Leastways, that's part of what I've been given to understand.
That was the first thing I had to learn about her, and maybe the hardest I've ever learned about anything--that she is her own, and what she gives me is of her choosing, and the more precious because of it. Sometimes a butterfly will come to sit in your open palm, but if you close your hand, one way or the other, it--and its choice to be there--are gone.
(--Barbara Hambly)
It wasn't Johnny Carson, there was a show in the '50s and '60s equivalent to American Idol but its name escapes me now.
Beth, I agree with you about "Coat of Many Colors." I love that song.
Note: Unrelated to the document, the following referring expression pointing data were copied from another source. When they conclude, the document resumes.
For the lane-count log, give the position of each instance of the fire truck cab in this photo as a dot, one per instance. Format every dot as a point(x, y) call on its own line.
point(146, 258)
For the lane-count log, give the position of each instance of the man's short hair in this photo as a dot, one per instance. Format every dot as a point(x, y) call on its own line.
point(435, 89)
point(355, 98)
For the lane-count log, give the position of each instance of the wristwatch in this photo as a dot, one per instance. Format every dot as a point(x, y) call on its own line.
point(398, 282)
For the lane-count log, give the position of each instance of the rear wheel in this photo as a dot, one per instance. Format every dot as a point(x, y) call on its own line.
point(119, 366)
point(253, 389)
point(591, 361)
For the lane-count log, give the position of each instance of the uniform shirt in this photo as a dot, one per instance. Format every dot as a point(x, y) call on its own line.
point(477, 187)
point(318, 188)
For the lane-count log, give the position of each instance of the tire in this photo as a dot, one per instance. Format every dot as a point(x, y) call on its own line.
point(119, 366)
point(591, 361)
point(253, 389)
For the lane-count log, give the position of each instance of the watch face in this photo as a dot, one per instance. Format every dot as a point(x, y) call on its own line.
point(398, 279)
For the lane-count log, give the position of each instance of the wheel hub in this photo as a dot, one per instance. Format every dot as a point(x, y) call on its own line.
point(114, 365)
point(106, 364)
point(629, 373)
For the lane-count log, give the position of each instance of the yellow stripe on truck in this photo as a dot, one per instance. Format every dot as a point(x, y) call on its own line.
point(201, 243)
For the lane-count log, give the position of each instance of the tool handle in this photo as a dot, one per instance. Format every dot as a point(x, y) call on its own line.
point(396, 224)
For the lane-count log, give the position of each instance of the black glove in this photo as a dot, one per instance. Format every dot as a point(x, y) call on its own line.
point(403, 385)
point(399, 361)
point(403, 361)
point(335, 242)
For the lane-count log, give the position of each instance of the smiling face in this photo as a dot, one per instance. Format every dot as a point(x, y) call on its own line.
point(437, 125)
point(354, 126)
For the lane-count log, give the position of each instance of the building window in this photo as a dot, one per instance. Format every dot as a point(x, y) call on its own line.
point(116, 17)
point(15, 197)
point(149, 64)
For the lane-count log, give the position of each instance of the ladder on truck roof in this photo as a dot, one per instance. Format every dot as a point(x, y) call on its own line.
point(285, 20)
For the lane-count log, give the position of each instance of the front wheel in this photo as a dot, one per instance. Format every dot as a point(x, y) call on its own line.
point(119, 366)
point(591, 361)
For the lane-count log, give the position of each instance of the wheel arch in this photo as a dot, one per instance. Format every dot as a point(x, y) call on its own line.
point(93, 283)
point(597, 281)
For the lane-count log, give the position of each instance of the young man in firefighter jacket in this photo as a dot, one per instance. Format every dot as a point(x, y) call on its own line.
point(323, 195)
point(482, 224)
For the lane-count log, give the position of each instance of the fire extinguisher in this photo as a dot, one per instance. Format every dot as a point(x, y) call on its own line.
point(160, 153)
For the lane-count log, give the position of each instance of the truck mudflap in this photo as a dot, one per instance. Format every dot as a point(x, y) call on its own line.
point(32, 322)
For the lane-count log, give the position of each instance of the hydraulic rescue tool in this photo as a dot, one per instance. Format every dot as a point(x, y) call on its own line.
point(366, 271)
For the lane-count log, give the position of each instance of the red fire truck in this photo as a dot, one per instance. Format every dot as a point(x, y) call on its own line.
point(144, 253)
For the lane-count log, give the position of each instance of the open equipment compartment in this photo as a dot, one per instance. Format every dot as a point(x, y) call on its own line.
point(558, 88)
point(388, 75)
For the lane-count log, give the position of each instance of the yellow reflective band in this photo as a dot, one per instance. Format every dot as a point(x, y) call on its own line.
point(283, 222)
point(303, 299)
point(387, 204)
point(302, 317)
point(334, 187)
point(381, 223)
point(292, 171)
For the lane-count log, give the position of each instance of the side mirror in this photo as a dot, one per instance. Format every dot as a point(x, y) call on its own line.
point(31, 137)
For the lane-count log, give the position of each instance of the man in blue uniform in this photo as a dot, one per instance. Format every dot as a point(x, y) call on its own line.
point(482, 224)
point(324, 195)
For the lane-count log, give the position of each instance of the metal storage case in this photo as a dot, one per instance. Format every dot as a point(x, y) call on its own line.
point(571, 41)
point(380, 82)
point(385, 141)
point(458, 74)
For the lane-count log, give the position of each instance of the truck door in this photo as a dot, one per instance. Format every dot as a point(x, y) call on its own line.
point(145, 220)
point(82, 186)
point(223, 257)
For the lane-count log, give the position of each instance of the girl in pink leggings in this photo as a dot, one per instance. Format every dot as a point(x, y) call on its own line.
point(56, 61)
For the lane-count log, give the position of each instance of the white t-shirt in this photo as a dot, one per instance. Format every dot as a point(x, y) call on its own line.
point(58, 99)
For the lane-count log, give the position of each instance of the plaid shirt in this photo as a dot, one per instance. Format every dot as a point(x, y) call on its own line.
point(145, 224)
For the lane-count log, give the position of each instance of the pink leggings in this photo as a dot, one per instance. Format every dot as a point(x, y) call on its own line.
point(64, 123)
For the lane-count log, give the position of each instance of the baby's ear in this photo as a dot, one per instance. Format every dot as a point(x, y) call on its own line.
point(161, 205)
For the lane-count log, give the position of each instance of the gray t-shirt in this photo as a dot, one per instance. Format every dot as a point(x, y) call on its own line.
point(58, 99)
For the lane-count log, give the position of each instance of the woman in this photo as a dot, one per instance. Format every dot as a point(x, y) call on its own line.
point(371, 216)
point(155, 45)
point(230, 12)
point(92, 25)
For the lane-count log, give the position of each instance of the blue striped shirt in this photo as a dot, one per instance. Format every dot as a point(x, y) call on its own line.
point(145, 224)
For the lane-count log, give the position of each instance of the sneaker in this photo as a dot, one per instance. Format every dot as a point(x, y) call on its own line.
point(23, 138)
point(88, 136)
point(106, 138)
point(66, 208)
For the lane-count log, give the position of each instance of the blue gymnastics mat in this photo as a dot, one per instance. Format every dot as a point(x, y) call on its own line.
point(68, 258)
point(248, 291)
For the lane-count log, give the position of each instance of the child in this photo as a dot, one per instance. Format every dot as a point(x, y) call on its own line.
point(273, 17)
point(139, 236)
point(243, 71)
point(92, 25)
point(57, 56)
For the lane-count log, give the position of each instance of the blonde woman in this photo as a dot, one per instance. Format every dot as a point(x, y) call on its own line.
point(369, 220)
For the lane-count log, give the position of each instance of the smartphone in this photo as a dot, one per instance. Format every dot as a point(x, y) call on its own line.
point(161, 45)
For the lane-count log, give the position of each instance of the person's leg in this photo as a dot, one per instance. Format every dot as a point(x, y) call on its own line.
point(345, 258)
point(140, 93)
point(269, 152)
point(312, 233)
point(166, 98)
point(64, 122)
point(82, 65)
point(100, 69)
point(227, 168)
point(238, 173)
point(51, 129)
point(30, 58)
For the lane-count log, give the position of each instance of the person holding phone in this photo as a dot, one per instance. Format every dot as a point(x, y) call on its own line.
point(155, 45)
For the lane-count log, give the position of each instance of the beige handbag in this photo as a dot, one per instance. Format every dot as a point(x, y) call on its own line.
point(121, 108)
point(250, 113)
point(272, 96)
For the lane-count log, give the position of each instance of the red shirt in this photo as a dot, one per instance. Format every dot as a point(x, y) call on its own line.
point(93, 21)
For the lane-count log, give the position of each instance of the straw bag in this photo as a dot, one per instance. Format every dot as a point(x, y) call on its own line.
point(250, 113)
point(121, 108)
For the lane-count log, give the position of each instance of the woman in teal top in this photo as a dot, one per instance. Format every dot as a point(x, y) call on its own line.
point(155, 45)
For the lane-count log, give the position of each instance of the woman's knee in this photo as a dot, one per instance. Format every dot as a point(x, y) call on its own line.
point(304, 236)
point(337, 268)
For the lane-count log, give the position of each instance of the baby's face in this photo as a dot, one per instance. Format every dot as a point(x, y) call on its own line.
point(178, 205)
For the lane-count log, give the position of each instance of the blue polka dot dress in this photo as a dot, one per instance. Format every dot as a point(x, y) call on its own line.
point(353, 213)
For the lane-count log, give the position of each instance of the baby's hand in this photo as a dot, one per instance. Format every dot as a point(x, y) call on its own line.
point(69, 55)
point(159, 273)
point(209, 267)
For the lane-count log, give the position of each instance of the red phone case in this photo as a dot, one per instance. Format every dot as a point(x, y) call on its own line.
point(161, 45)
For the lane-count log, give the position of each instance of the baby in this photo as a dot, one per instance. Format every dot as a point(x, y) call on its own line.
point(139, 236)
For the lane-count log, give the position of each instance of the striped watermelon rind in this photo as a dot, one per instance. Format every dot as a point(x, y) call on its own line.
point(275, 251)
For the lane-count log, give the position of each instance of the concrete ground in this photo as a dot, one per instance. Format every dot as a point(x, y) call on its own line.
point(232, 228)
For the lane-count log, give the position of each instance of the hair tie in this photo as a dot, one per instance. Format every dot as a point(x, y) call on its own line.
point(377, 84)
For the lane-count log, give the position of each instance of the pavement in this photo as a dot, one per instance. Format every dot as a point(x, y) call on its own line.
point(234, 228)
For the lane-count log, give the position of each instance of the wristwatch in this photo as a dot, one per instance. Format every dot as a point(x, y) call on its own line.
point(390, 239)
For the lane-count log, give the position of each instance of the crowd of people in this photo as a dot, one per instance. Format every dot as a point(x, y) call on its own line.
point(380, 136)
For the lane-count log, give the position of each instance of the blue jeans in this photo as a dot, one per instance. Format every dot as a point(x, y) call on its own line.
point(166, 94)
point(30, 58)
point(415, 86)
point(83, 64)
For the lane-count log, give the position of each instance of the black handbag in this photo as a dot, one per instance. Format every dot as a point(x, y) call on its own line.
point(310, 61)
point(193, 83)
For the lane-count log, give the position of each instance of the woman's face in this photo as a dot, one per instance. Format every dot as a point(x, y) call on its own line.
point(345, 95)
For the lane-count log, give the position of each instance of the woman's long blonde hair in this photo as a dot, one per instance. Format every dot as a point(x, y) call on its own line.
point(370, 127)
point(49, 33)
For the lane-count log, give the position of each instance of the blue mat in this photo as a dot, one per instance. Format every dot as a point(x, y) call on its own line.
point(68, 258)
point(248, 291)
No matter how many times I hear it, it never fails to bring tears to my eyes.
Gary Rosen said...
It wasn't Johnny Carson, there was a show in the '50s and '60s equivalent to American Idol but its name escapes me now.
Ted Mack Amateur Hour maybe?
I'm very LTTG here, but I had to chime in on one thing:
She and Porter did ads for Dreft on that show -- a laundry detergent that included towels in every box.
I'm pretty sure it was Breeze. That commercial, done in Dolly's charming southern twang, immediately "played" in my mind when I read the above comment. If you wrote it out phonetically, it would sound something like this: "And yew can git these caindy strahped tahls only in bawkses of Bruyeeeeze!"
And yes, a class act. I don't care for C&W at all, but I still respect her a great deal.